MEC divulga novas regras que restringem a oferta de cursos de pós-graduação

O Ministério da Educação (MEC) publicou nesta quinta-feira (4) as novas regras que passam a restringir a oferta de cursos de pós-graduação lato sensu (curta duração). Com a medida, as instituições não educacionais – como sindicatos, organizações não governamentais (ONGs), conselhos de classe, universidades corporativas e hospitais – deixam de possui o reconhecimento do ministérios. Cerca de 400 instituições dessa categoria tinham cursos e 134 aguardam a autorização do MEC para funcionar a resolução que determina as mudanças foi elaborada pelo Conselho Nacional de Educação (CNE) e homologada pelo ministro Fernando Haddad.

O que essas instituições buscavam sempre era o carimbo do MEC, transformando o credenciamento da instituição em um aval de qualidade do ministério em relação aos cursos que elas ofereciam”, explicou o secretário de regulação e supervisão da educação superior do MEC, Luís Fernando Massonetto. “E isso causava sempre um certo incômodo por parte do MEC, porque o fato de você autorizar o funcionamento não significa que chancela o curso, no sentido de indicar que ele seja feito por alguém”, completou.

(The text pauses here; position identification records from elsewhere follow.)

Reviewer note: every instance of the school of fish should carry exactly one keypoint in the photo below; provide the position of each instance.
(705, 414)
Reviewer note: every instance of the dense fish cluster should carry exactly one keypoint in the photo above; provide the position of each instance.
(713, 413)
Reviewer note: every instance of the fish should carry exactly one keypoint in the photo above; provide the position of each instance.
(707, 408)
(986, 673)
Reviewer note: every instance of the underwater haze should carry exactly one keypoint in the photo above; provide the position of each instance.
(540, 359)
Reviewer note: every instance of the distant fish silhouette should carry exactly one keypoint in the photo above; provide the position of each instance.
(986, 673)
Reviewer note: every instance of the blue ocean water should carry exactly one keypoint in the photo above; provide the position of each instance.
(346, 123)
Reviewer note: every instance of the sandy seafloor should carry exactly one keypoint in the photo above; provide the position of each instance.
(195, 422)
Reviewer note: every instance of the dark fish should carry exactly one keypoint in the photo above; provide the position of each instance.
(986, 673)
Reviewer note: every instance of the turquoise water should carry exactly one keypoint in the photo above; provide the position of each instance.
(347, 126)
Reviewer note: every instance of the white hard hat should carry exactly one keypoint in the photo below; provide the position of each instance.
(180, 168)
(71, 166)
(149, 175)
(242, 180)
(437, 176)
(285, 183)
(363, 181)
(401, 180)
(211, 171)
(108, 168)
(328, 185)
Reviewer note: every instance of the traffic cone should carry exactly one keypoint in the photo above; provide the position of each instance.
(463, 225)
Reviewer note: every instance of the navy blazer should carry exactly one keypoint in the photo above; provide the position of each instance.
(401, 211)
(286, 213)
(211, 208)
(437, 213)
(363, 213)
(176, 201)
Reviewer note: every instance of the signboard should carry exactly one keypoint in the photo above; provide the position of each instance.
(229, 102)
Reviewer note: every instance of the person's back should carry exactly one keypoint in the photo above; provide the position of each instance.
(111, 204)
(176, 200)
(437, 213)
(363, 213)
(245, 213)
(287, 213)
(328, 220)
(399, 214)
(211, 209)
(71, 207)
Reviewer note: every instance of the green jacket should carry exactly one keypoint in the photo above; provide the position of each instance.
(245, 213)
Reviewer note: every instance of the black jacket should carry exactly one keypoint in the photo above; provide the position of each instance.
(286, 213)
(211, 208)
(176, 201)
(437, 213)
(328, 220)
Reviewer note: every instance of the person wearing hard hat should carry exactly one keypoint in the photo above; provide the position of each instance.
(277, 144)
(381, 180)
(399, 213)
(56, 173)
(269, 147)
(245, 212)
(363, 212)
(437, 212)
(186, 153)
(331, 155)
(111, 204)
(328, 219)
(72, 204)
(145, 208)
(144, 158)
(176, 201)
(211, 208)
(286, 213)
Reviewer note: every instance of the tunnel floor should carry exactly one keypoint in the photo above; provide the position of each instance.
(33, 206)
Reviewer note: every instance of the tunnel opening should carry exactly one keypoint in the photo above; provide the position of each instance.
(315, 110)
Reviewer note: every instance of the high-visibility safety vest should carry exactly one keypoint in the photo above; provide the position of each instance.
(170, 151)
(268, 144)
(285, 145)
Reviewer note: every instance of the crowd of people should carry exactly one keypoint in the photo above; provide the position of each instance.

As instituições continuam podendo oferecer os cursos, porém, eles passam a ser considerados cursos livros, e não de pós-graduação. As matriculas e os diplomas de especialização serão assegurados a todos os alunos matriculados nesses cursos até 31 de julho deste ano. “O valor da pós-graduação lato sensu é muito dado pelo o que o mercado considera sobre aquele título. Em algumas áreas, o curso livre hoje é mais valorizado do que um de especialização”, assinala o secretário.

Estão excluídas da nova medida as escolas de governo, criadas e mantidas pelo Poder Pulico. O MEC indica que a saída à instituições não educacionais ;e transforar o curso tipo lato sensu em mestrado profissional. Esta modalidade é gerenciada pelo Coordenação de Aperfeiçoamento de Pessoal de Nível Superior (Capes) e possui um perfil de formação voltado para o mercado de trabalho, e não precisa de uma instituição educacional para a oferta. Porém, esses cursos são submetidos aos processo de avaliação do órgão.

“Há a vantagem de ter o acompanhamento e o selo Capes, que têm uma importância muito grande. Os bons cursos lato sensu hoje já têm quase todas as características de um mestrado profissional, com uma ou outra adaptação. É muito mais conveniente que esse curso seja ministrado como mestrado com essa garantia do que ficar como se fosse um curso livre, que não é continuamente avaliado”, garante o presidente da Capes, Jorge Guimarães.